It's no secret that some places, whether it be in the US or other parts of the world, are not in approval of the way ridesharing companies like Uber and Lyft operate. And, starting today, we can add Pittsburgh to the list of cities where these app-based car services can't do business legally, at least not for the time being. The news comes after two local judges have granted the Pennsylvania Public Utility's petition to issue cease-and-desist orders to them. As the Pittsburgh Business Times notes, Uber and Lyft won't be free to continue offering their service "until they secure the appropriate authority" from the PUC.

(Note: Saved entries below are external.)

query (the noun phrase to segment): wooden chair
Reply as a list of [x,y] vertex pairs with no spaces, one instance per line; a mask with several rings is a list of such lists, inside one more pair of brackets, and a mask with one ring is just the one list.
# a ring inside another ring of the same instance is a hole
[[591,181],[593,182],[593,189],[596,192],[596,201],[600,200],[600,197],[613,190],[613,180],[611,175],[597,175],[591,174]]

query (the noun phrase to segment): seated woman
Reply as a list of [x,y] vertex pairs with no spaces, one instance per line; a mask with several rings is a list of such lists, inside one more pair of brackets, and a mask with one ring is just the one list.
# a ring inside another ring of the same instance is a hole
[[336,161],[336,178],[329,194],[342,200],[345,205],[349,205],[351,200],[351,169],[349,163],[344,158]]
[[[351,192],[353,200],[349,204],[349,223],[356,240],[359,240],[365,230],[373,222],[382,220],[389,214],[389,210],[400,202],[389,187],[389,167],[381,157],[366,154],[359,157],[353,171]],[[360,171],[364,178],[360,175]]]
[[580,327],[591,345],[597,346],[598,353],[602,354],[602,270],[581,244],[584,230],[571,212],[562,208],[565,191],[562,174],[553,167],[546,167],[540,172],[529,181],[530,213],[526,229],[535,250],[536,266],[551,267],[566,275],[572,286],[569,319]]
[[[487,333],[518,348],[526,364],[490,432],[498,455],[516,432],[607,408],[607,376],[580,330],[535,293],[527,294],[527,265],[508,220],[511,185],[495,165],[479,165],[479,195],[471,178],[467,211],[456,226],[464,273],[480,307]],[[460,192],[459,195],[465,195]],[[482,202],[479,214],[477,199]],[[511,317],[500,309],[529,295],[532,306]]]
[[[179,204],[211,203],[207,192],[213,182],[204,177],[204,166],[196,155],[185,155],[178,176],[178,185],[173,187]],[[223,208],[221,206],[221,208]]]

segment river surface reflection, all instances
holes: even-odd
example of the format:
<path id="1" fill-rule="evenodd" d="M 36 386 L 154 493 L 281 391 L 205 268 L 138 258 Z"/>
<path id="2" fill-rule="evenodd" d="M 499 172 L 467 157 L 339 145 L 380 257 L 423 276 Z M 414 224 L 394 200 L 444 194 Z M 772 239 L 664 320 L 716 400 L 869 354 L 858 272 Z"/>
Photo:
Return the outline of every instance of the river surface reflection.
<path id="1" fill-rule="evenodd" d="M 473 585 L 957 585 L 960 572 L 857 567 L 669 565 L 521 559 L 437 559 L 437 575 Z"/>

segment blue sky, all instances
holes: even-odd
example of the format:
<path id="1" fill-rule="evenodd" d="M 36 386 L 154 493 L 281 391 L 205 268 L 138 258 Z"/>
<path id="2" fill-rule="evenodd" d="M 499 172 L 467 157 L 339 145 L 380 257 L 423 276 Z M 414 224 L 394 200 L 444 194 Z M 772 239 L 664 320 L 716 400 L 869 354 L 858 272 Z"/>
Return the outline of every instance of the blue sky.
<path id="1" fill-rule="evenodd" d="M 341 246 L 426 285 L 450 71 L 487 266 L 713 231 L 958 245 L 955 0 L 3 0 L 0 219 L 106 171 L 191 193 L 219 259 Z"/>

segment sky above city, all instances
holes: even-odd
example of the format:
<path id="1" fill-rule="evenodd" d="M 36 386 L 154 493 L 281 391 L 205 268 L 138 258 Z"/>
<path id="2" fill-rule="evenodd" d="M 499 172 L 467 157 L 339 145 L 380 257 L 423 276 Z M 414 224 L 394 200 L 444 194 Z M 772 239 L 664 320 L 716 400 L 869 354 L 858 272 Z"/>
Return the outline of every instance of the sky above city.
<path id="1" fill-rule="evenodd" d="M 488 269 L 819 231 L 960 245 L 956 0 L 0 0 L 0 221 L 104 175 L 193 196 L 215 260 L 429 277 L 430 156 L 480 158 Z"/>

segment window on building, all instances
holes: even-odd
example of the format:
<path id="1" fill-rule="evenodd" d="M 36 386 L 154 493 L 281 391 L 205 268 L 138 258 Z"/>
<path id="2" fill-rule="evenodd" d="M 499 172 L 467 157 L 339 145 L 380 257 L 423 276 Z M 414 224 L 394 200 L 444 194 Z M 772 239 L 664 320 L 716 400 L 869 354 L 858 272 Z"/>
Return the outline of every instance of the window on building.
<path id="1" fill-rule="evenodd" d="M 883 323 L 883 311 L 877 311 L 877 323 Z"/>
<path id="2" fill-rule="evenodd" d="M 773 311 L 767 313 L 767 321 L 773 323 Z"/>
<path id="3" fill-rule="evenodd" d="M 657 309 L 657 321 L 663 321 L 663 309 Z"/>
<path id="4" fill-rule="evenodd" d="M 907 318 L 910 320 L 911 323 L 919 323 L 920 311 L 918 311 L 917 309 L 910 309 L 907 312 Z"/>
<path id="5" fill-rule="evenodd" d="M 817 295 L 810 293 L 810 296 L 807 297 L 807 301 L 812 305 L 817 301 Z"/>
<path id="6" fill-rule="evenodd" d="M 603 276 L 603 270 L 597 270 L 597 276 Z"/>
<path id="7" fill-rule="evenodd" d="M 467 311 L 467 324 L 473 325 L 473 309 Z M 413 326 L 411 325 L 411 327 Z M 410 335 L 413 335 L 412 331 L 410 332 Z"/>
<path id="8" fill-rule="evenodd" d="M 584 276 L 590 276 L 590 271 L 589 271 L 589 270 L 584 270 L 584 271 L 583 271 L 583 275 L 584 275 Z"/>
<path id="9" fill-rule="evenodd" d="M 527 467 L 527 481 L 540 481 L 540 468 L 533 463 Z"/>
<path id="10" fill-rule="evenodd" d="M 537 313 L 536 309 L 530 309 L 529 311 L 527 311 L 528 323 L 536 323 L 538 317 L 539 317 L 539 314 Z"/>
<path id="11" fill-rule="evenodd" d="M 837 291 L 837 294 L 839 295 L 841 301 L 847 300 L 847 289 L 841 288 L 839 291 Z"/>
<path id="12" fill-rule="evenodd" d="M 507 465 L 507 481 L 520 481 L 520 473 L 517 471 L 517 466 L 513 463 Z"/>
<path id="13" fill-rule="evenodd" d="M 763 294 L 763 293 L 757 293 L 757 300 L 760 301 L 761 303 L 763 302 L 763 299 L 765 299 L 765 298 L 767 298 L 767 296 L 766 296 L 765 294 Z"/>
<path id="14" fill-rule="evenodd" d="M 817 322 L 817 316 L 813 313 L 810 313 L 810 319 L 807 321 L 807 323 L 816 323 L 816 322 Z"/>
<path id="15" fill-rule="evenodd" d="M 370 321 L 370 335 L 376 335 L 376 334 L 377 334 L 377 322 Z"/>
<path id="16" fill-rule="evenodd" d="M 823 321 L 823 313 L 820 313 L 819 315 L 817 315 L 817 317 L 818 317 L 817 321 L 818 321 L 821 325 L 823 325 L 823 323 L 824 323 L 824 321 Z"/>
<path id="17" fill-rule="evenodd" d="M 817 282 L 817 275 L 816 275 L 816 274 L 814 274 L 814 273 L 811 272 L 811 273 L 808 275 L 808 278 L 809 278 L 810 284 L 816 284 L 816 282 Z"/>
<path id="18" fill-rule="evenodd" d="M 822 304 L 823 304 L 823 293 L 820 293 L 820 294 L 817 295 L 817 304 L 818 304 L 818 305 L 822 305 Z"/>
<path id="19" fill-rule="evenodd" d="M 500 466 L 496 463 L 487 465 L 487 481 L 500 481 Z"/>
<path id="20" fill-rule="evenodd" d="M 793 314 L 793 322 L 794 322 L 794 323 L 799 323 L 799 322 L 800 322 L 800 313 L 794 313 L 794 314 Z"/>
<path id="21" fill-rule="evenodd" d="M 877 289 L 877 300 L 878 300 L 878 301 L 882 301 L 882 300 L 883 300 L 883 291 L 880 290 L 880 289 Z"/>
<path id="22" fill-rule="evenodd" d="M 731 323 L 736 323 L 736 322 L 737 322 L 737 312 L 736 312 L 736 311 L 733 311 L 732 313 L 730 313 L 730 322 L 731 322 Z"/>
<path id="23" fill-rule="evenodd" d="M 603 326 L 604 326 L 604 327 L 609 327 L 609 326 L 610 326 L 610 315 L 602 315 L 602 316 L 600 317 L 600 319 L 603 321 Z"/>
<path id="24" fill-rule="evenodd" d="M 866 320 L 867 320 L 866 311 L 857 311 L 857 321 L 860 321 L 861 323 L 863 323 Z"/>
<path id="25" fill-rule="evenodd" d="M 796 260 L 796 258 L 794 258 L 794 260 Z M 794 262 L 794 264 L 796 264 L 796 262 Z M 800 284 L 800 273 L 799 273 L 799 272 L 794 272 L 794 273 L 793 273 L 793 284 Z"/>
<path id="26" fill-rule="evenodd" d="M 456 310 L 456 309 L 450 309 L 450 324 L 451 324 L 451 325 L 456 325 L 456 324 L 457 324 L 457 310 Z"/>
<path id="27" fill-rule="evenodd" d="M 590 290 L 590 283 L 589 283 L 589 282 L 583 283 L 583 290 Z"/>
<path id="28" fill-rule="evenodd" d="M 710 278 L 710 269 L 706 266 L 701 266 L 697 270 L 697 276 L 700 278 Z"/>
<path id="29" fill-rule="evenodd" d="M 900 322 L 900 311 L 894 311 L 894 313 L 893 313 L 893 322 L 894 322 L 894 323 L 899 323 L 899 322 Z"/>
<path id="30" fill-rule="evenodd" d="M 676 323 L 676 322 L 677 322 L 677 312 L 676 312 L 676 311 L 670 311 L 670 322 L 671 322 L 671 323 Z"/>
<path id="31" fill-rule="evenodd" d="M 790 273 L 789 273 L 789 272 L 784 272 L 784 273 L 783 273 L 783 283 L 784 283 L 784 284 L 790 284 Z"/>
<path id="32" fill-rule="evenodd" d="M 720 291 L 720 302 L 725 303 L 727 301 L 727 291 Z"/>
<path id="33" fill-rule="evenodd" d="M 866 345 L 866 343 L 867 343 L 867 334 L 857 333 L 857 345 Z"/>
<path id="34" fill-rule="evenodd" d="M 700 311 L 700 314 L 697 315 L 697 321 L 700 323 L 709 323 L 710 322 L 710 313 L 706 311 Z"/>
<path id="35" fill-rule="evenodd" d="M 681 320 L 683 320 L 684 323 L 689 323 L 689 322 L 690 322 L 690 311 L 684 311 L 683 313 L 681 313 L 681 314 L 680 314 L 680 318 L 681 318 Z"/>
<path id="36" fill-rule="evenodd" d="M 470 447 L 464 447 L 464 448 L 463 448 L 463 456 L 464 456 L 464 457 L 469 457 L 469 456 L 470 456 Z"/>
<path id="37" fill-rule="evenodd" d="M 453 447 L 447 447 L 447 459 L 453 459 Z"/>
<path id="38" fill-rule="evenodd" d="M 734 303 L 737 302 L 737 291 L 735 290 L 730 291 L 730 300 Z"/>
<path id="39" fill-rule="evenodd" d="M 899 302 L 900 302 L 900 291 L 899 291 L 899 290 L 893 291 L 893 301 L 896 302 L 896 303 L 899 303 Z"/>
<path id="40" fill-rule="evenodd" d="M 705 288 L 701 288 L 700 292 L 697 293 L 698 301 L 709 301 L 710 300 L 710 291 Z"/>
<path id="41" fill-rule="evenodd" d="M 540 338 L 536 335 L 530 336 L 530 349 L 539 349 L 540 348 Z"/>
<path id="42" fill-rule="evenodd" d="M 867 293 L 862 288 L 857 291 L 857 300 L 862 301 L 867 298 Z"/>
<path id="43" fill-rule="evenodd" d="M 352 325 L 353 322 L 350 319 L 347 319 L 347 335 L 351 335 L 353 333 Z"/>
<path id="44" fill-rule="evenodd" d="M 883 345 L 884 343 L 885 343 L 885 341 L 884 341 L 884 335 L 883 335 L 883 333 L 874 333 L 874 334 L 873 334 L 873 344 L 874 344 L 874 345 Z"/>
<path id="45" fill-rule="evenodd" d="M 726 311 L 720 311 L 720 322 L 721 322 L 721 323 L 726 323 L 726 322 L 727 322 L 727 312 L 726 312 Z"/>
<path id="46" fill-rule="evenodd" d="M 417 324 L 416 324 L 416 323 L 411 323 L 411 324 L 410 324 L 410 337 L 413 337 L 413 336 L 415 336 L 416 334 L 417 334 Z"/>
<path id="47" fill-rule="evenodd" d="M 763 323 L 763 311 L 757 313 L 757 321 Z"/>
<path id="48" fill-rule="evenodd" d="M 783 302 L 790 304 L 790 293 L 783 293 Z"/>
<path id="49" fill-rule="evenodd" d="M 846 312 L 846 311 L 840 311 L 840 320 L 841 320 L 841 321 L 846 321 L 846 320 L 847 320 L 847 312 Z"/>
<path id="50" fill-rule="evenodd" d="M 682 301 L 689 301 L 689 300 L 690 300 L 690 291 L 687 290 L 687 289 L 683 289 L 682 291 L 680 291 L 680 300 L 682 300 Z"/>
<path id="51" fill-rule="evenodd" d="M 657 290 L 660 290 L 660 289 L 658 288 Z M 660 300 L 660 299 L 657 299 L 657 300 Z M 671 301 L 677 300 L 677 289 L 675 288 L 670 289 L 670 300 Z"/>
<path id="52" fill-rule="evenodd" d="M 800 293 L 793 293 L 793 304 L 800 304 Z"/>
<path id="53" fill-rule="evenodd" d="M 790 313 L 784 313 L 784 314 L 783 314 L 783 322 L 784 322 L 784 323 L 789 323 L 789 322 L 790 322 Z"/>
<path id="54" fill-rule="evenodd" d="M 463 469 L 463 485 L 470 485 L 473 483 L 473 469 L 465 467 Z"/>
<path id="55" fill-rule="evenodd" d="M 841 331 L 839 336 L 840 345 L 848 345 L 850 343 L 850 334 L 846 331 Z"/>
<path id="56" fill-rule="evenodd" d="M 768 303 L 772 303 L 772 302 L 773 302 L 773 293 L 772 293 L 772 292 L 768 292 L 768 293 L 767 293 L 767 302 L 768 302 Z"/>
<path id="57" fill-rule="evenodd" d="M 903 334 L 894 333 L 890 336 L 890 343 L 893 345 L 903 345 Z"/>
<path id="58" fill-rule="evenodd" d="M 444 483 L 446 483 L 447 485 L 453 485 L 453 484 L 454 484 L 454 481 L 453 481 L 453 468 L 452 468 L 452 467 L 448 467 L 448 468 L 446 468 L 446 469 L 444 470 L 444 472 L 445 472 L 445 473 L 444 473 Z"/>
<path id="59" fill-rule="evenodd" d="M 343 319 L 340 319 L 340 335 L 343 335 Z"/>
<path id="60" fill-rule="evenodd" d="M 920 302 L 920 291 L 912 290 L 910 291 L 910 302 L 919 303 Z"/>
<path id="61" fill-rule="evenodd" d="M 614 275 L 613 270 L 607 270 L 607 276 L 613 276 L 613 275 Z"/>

According to the commission, there are three main concerns at stake here: that drivers have the appropriate background checks, insurance and inspection. Furthermore, the PUC also states that Uber and Lyft don't have the Certificates of Public Convenience, something required for all auto ride companies to have in order to provide service -- they have both already filed applications and are awaiting an answer. For its part, Lyft says it remains "committed to finding a path forward for ridesharing in Pennsylvania," adding that it is already "working with elected officials to ensure that consumers continue to have access to peer-to-peer transportation." Uber and Lyft have a week to respond to Pennsylvania's PUC, after which a final decision is expected to be made within 30 days.
Update: We've clarified that it is the state of Pennsylvania going after these services, not the city of Pittsburgh. Mayor William Peduto had this to say about the situation:
[Image credit: Associated Press]
I will not let the Governor and the Public Utility Commission shut down innovation without a fight. I am confident it is one that I and other supporters of new business models will ultimately win.
Technologies like ride-sharing evolve with the times and state regulators must too. While the commission may wish for Pennsylvania to cling to a Jurassic Age of transportation options, people in Pittsburgh and other communities know our state must adapt or die in the global marketplace.